As our Principal Developer Paul Van De Vreede says, “Make good things easy, and bad things a bit harder.”
Below, we’ll provide a couple of examples of how this is the case.
Case 1: How should people assemble alerts?
The Jupiter Platform provides for glueless metrics aggregation (Prometheus) and log forwarding (Sumologic). In the bifurcation of practices, we’ve found that some teams wired their logging architecture into their alerting — mostly as a function of delivery space than a deliberate choice.
Now this can be a problem, as logging is significantly more expensive than metrics, and is liable to cost and availability problems. While logging is good for forensic analysis, metrics are better for anomaly detection. We wanted to encourage teams to use metrics to drive alerting.

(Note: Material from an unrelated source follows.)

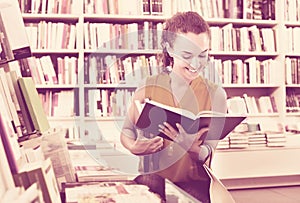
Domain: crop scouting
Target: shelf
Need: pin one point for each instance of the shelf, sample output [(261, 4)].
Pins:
[(249, 86), (242, 53), (242, 22), (123, 86), (107, 18), (122, 51), (292, 54), (293, 86), (107, 118), (55, 51), (67, 119), (290, 114), (56, 86), (52, 17), (263, 115), (292, 24)]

The “solution” was to create a feature that made alert forwarding via metrics as easy as adding a single line of YAML. Just define your API key and/or Slack channel, and off you go.

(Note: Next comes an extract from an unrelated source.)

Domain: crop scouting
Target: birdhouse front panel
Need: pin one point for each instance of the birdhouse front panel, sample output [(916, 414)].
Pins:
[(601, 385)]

Organizationally, this resulted in teams utilizing metrics further.
Case 2: Infrastructure coupling?
I have opinions on infrastructure coupling which can be summarized to “pls no”. It introduces ambiguity in ownership and accountability, which superimposes itself into security problems in the long run.
The “solution” in this particular case was to have a position on no VPC-peering at all. Because container schedulers don’t really allow SSH-proper, this forces interactions with databases to be app-only; which makes API development choices more deliberate.
Additionally, the creation of a queue operator puts receiving teams in a position where if they had a non-Jupiter app that needs to communicate with a database, the only ingress (besides creating an API) would be to decouple the backend application with a queue.
What about all the other things?
Scheduled containers do not suit all workloads, and we make that explicit. Thankfully (credits: Jon Eaves) we have a Solution Options channel where development teams can surface planned architectural choices. Other teams (affected or otherwise) can weigh in — again, in the spirit of making deliberate choices.
We get to ask the question: If you’re not using the platform, then why? Let’s talk.
The importance of organizational nous.
Very few of these actions are technical, if at all. They are not even process solutions. Most of our actions centre around a leadership of conscience/influence, if we define it as “the process of influencing others in order to gain their willing consent in ethical pursuits”. These are talky-bits, built with deliberate focuses on transparency, an active interrogation of what other people need, and a want of a better tomorrow.
“It’s not about making software. The real important work is setting up how we work in the future.” — Jason Dwyer, Architect.
I lack the words for it, but I feel that this craft, this skill, is something we vastly underestimate and undervalue. The ability to navigate an organization, know how it operates, and relay your values across it is important, if not critical to success.
That, and leadership that understands why what you do is important, and is willing to support you for it. I’m grateful that we have that at MYOB.
Why do I care about this too much?
Five years ago, I was stuck in a room with a manager who was irked by the fact that I was unhappy all the time. By that point, I was a lone sysadmin who had been oncall for 3 years in a row, always asking for more people to do the job with me. I said that I wanted to quit; he replied that no, people like me were a dime a dozen elsewhere. If I didn’t care, then they would find someone else quickly.
I wept then — frustrated by the fact that people did not understand that yes, I did care. I cared quite a lot about what I did. I just needed them to understand why I did, and why they also should.
It’s been a time since then, and I can only hope that I’ve gotten better at this. This is what we built, and this is why it matters. This is what we care about, and this is why it matters.
This is our team, these are our people, and this is you, and this is why we matter.